Well, technically, evolution within a species is microevolution, and speciation is macroevolution. But it's a fuzzy boundary, with no clear border. In fact, in the case of ring species or clines, microevolution can retroactively become macroevolution. Leopard frogs in North America are like that. Adjacent populations can interbreed, but the far north and far south populations cannot. If the intermediate populations were to go extinct, there would be two species of leopard frogs.
And in nature, we see lots of cases (as Darwin predicted) of intermediate forms that have evolved almost to speciation, but not quite. This is a huge problem for YEC, but not for science.

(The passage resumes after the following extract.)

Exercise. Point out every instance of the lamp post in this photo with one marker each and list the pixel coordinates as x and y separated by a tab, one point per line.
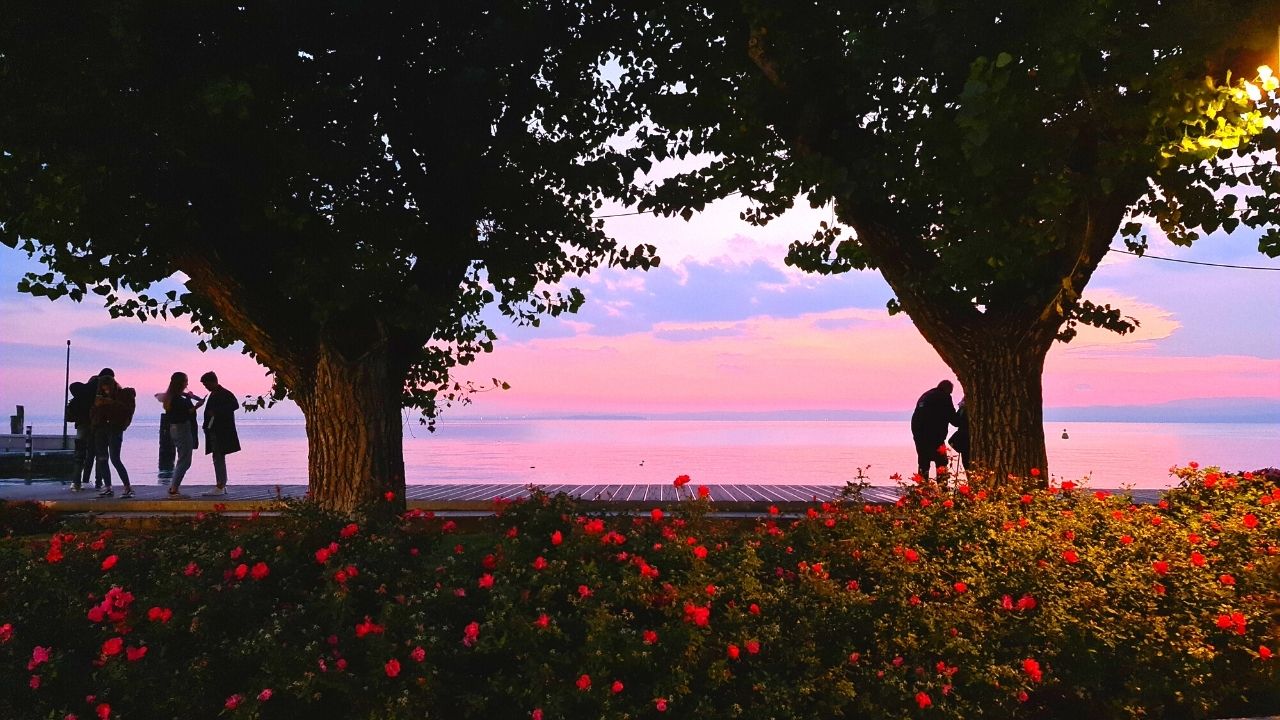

Edit: Perhaps you were asking about the actual isolating mechanism. It can vary. For example, there are many birds that will not interbreed in the wild, but can, in captivity, be induced to interbreed. They are two separate species. There are species like brown bears and polar bears that only recently evolved into two species. They have interbred in zoos, but until recently they haven't done so in nature because they live in entirely different habitats. As the world warms up, the polar bears are losing habitat, and are coming ashore to forage. And we are seeing some pizzley bears or grolar bears or whatever in Canada, now.
In other cases such as humans and other apes, a chromosome fusion makes a cross very likely impossible; the chromosomes just don't line up correctly. In other cases, there are developmental problems that kill the embryo before development. It's complex.